Most of the time, my posts on this blog are detailing how the rest of the world pisses me off. Sometimes, however, I have to admit I’m my own worst enemy. Like last night for instance. It being Saturday I decided I had no need to rush with my daily blog post. I wrote half of it in the afternoon and saved it as a draft. I had agreed to babysit on Saturday night and my plan was to finish the post after the little ones had gone to bed.
The slight twist to the plan was that I wasn’t babysitting in my own place. I didn’t think this would be an issues as there was a computer and internet connection where I was babysitting. But not my computer. On my computer, I have saved my login details on both Blogger and WordPress so I don’t have to enter my user name and password each time I go to the sites. Which means I don’t have to remember what they are.
Which mean, when push came to shove I couldn’t remember what they were.

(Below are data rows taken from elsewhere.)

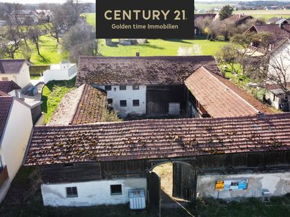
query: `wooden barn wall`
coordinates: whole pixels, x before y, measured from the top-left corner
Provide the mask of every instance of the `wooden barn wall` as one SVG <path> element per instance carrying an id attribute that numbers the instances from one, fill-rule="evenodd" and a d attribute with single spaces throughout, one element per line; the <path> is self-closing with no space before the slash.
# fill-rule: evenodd
<path id="1" fill-rule="evenodd" d="M 72 167 L 57 164 L 41 167 L 44 183 L 79 182 L 102 178 L 99 163 L 75 163 Z"/>
<path id="2" fill-rule="evenodd" d="M 144 176 L 148 168 L 147 163 L 146 160 L 104 162 L 101 163 L 102 178 Z"/>
<path id="3" fill-rule="evenodd" d="M 201 168 L 259 167 L 290 164 L 290 151 L 238 153 L 199 156 L 196 165 Z"/>
<path id="4" fill-rule="evenodd" d="M 180 103 L 186 107 L 186 92 L 184 85 L 149 85 L 146 87 L 147 115 L 165 115 L 168 112 L 169 103 Z"/>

If I could have gone home this wouldn’t have been an issue but of course I couldn’t go home because I was looking after sleeping children (all the same I seriously considered it.) For a full hour I was agonising over all my usual permutations for user names and passwords. I do have some “standard” combinations but I decided a while ago it was unwise to use the same combinations for all my web services. All it would take is one slip on my part or one malicious employee at one of the services to unravel my whole world.
Pat on the back for me: I have good security protocols.
Kick in the nuts for me: I should have some way of remembering the dozen or so logins I have.
Well obviously the story had a happy ending, I got my daily update posted and maintained my record of not missing a day since the start of the blog. Right when I was about to give up I remembered I had started using Blogger before I started the Mr Angry blog and the user name related to that first, short-lived blog, not Mr Angry.
You might think I’m angry most of the time, but if anybody in the street made me as angry as I made myself last night, I’d kick their fucking teeth in.